Restaurant information
- Established: 1922
- Closed: 1984
- Food type: American
- Location: 2079 Niagara Street, Buffalo, New York, 14207, United States
- Coordinates: 42°56′27.4″N 78°54′19.7″W﻿ / ﻿42.940944°N 78.905472°W

= McVan's =

McVan’s Nightclub (sometimes referred to as McVAN's Nite Club or McVan’s Rock Palace or Castle) was a supper club and live music venue in Buffalo, New York, located at the corner of Niagara Street and Hertel Avenue. It operated from 1922 until 1984. Over its decades of operation, McVan’s evolved from a supper‐club entertainment venue featuring jazz and blues artists of the day such as Nat King Cole, Ella Fitzgerald, Art Tatum to rock acts such as Jimi Hendrix, and later became a focal point of Buffalo’s original rock, punk, and alternative music scenes.

== History ==
McVan’s was founded in 1922 under proprietor Lillian McVan. Over the mid‑20th century it functioned as a dance and supper club, hosting live entertainment in a more formal style. It hosted the top jazz talents of the day such as Nat King Cole, Ella Fitzgerald, and Art Tatum. Rosita Royce and her doves appeared at the club on January 1, 1945. A March 1946 Billboard article noted that business was booming at the club and that it had begun to develop a reputation for lavish productions. Starting on August 7, 1946, Ella Fitzgerald had a two-week stint at the club. The club also hosted magician and mentalist acts; in June 1949 mentalists Princess Garnell and Professor Hamilton were documented to be performing at the club for four weeks.

On 17 April 1963, former mayor Steven Pankow purchased McVan's. The club gradually shifted toward rock, underground, and original music bookings, from Jimi Hendrix to The B-52s. Lou Gramm and his rock band Black Sheep met Jim Taylor at the club in 1972, who became their promotions manager.

By oral history and local retrospective accounts, owner Joe Terrose was instrumental in transforming McVan’s into a hub for local original music acts.
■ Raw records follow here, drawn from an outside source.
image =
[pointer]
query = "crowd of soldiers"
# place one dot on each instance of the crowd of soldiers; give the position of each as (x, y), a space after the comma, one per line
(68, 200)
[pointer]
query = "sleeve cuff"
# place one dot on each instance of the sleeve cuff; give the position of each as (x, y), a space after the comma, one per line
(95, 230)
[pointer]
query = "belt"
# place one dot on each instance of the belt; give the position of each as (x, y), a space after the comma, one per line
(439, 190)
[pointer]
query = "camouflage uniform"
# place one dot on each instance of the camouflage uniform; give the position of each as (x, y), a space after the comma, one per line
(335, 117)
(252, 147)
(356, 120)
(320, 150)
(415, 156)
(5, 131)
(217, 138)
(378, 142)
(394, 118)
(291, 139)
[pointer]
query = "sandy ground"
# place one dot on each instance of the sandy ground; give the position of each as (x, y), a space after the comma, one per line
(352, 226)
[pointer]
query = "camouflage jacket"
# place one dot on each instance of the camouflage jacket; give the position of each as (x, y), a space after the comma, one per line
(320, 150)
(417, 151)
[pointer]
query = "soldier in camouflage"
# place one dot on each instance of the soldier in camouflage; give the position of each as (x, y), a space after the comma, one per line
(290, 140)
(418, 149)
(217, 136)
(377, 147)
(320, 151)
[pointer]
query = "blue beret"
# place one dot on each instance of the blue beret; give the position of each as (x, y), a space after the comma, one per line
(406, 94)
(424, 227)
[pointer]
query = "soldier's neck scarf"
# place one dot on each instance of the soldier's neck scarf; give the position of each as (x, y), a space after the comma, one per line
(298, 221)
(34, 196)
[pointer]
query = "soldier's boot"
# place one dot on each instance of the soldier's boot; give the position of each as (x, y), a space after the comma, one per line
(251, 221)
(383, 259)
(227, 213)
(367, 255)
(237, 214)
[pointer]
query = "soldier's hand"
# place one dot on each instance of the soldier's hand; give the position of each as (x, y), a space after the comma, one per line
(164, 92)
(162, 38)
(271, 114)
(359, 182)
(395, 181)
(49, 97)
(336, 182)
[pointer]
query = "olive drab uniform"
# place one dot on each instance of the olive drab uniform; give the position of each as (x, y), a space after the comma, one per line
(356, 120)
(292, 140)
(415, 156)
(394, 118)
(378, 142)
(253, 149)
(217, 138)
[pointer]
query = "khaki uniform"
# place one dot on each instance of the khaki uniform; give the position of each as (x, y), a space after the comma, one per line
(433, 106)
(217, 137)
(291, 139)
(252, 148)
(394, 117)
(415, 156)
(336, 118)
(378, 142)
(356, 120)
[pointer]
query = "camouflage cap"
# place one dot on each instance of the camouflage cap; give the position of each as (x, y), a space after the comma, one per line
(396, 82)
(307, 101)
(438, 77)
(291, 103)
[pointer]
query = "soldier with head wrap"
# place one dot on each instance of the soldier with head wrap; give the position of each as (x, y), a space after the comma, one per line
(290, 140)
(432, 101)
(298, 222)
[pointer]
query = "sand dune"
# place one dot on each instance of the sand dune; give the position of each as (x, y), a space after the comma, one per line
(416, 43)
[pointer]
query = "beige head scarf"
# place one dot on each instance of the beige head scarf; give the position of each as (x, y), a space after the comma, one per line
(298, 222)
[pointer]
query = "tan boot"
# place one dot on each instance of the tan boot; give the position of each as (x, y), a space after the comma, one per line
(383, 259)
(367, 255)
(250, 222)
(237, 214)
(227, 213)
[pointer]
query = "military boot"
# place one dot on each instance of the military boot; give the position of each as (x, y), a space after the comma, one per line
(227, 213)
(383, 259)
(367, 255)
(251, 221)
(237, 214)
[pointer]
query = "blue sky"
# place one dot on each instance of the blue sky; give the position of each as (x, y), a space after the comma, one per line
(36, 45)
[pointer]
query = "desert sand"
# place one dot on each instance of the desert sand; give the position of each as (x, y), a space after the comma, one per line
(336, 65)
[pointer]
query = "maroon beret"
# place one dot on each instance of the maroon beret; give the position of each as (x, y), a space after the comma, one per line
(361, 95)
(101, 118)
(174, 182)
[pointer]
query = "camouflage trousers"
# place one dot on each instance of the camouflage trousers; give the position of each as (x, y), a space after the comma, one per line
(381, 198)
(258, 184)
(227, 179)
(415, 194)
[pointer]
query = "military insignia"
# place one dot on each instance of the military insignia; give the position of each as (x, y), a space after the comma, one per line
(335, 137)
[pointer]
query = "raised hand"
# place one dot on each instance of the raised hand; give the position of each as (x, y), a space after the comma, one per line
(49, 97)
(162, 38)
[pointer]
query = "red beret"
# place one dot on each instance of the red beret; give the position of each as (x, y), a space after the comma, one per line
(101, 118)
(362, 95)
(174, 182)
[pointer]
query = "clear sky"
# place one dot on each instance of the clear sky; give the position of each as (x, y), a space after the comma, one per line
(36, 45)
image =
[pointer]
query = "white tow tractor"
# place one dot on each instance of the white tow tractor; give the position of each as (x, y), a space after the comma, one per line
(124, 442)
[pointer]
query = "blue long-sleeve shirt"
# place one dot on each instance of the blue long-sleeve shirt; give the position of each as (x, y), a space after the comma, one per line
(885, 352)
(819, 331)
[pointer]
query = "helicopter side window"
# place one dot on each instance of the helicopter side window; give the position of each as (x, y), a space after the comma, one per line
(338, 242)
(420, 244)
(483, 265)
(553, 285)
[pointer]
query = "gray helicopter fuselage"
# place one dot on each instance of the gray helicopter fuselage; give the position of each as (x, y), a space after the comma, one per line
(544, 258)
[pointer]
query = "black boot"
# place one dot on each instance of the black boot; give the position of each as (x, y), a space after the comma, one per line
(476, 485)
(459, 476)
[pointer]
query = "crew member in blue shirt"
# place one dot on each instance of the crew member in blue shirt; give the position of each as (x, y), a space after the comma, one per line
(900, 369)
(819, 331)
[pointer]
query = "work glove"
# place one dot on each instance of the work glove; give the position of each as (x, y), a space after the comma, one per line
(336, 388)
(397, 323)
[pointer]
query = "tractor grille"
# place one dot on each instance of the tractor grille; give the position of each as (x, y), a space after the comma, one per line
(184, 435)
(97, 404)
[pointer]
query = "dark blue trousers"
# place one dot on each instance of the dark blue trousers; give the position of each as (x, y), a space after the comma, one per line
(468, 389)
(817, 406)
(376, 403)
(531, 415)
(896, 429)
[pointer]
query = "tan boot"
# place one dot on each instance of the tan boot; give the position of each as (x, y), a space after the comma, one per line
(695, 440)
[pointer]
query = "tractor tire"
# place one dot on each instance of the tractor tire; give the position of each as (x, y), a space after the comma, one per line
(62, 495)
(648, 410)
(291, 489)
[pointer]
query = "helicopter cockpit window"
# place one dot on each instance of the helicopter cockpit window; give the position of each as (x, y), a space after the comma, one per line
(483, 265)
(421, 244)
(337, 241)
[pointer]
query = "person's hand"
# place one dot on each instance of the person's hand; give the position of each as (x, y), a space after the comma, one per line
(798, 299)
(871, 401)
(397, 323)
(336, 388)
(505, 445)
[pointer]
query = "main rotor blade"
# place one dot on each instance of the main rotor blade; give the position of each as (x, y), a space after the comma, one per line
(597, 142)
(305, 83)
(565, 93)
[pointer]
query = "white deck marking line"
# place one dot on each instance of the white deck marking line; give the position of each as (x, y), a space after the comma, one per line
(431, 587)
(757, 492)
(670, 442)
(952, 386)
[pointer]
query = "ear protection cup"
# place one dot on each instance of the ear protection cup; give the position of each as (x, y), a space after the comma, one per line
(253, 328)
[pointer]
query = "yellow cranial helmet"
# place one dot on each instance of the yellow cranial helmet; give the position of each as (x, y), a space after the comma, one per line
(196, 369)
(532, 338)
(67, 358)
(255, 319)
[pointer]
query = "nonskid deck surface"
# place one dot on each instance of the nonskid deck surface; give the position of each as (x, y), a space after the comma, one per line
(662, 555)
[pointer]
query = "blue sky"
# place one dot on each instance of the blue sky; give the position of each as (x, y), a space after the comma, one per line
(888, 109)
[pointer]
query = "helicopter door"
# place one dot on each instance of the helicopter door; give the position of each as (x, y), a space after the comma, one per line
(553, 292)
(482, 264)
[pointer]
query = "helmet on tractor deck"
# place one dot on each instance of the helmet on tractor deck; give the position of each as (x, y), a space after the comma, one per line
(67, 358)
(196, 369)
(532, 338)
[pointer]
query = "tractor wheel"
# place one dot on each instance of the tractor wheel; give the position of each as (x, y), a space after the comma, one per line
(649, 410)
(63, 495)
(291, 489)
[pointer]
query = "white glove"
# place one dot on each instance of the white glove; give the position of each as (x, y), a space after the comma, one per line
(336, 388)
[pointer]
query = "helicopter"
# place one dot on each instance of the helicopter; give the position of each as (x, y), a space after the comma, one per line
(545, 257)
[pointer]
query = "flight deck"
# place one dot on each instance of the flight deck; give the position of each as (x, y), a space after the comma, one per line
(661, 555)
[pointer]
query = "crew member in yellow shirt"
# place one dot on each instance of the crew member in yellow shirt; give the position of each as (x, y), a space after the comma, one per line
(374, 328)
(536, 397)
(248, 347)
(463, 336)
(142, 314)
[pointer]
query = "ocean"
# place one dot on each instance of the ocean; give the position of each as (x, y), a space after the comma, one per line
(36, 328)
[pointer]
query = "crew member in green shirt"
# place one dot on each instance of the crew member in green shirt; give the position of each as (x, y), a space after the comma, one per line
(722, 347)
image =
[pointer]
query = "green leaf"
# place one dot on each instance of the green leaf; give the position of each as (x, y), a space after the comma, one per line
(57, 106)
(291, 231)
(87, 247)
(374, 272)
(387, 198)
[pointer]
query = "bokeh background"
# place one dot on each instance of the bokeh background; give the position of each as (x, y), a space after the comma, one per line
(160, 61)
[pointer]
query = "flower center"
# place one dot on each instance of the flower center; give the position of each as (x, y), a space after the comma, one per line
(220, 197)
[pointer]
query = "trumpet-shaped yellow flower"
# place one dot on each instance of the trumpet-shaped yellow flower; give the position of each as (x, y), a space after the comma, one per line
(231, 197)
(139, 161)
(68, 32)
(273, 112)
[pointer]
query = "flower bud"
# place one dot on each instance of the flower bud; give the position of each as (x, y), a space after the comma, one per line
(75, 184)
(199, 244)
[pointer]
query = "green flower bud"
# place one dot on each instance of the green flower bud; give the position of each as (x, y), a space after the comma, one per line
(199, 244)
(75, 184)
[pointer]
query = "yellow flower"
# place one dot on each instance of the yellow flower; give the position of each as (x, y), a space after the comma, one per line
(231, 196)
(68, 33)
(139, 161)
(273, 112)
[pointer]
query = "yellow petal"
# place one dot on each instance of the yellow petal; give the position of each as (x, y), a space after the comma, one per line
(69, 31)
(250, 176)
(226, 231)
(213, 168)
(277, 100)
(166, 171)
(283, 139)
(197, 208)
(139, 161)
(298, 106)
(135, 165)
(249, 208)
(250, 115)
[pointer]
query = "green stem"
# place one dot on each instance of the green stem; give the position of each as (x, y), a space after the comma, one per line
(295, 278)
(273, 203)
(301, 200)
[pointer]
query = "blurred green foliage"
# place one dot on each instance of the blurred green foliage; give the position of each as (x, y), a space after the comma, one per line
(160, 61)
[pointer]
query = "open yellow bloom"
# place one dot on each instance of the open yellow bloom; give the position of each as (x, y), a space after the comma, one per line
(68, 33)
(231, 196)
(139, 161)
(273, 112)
According to The Buffalo News, by the late 1970s Terrose was perhaps the staunchest supporter of local, original artists and bands in town."

McVan’s is often credited as a “bedrock” venue for Buffalo’s “New Wave / original music” era. A number of local bands associated with the Buffalo scene of the late 1970s and early 1980s frequently played McVan’s, including The Enemies, Pauline & the Perils, The Vores, The Jumpers, Pegasus, and Red Thread. McVan’s were often willing to give smaller or emerging local acts a performance venue when more commercial venues would not book them. One documented concert is by the band Parousia on August 9, 1980, at McVan’s.

By the early 1980s, McVan’s began to decline in prominence. According to The Buffalo News, the growth of newer venues (such as The Continental) and shifts in audience habits eroded McVan’s status. In 1985, a segment in WIVB-TV documentary Play It Again Buffalo! featured interviews with entertainers from the 1940s‑1950s including Tony Ode, who was the master of ceremonies at McVan’s, and Lenny Paige, who was MC at the club.

After closure in 1984, the building was later demolished and replaced by a Wilson Farms convenience store at the same corner. In 2024, the McVAN’S Song Project was launched to preserve and repurpose original music from the McVan’s era (1975–1989) and to raise funds for a historical marker at the former site of the club (corner of Niagara & Hertel).

==Architecture and interior==
Contemporary descriptions suggest the interior in its rock era was modest and unglamorous, with a small stage, textured walls, basic lighting, and a "musty" feel typical of grassroots club venues.